Arkoç belki teknik direktör olarak Türkiye ve Almanya’da büyük başarılara imza atmamıştı ama Türk futbolunun geleceğine kaynak yaratmış, Almanların korkulu rüyasına dönüşecek olan bir projeye imza atmıştı. 1983 senesinde Futbol Federasyonu’na bir öneride bulundu: Frankfurt’a bir büro kurulsun ve oradan bütün Avrupa’daki gurbetçi futbolcular gözlensin! Önerisi kabul edildi ve Yıldıray, Hamit Altıntop, Nuri Şahin’ın gibi gurbetçilerin Türk Milli takımı forması giymelerinin yolu açıldı…
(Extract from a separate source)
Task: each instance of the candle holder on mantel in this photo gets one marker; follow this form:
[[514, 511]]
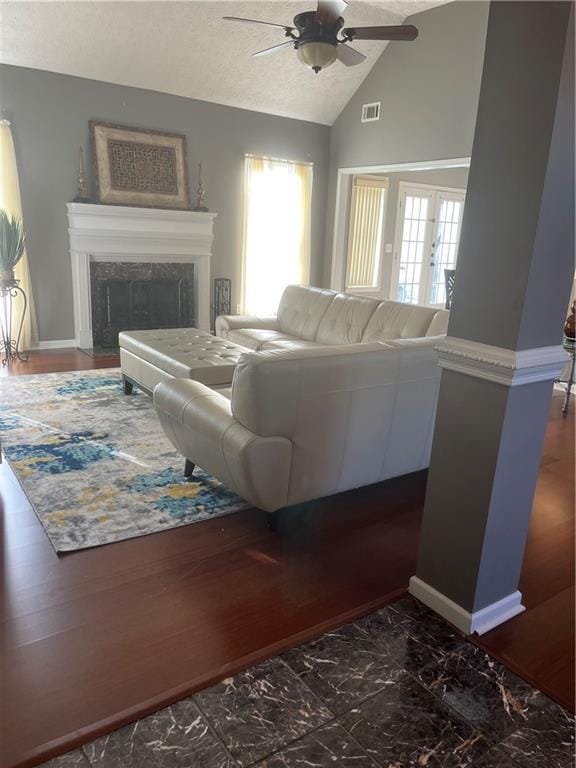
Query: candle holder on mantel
[[200, 193], [82, 196], [10, 291]]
Türk futbol tarihinin ünlü kalecilerinden Fatih Uraz, ‘Adamın Abdalı Kaleci Olur’ kitabında Türkiye’nin gelmiş geçmiş en iyi iki kalecisinden biridir der Özcan Arkoç için. Ne yazık ki o da tarihin tozlu sayfalarında unutuldu gitti. Bugün sizin unutulmaz futbolcular klasöründe yeri baki olduysa ne mutlu bize.